Mind mentioning the other lists?
> Yours is also the only response from this list from someone also
> not represented on another, and I find that somewhat surprising.
I can't quite parse that. On another list?
> Yep, this is mostly due to the fact that NPCs are viewed as
> objects that perform functions, and who just happen to not be
> shaped like accordians or pencils.
Yup, thus my deconstructed comment.
>> I like a fifth category:
>> 4) Incidental outgrowth
> Now that I've trivialized them sufficiently, let me say that I
> whole-heartedly agree with your observation, if not your
> conclusions.
Excellent. (I'm much more interested in productive reaction than
agreement)
>> Is there an NPC anywhere which can be even remotely compared or
>> contrasted functionally with Alice's Father William?
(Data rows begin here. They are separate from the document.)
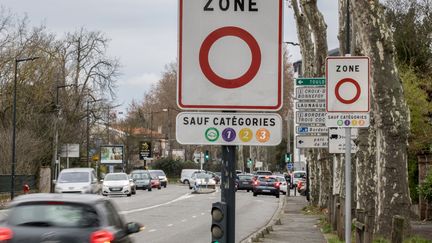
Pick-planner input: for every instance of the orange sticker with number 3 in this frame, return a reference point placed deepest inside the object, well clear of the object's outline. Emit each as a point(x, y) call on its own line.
point(263, 135)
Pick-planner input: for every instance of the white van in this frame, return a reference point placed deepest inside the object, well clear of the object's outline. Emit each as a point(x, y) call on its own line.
point(186, 175)
point(77, 180)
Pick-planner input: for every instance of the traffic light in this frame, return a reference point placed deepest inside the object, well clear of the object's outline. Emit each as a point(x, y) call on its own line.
point(288, 158)
point(219, 222)
point(249, 162)
point(206, 156)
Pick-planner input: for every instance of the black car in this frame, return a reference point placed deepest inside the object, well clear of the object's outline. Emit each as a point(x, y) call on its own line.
point(266, 185)
point(66, 218)
point(244, 182)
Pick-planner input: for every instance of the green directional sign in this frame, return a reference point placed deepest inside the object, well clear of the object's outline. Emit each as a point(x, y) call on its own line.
point(310, 81)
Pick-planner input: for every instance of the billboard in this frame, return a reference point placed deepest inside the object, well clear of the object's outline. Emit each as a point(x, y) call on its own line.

> No, however we often don't have the luxury of populating worlds
> entirely with these characters.
Which doesn't really suit the question. Creating a Father William
is non-trivial. Its safe to assume with cost and time to market
constraints that such attempts would be limited. The critical point
to me is not that there are no MUDs which are entirely NPC populated
with Father William analogues, but that there are no MUDs which
contain anything close to a Father William analogue. This suggests
that not only is the attempt not being made, but that the value of
the attempt is not realised (or considered valuable).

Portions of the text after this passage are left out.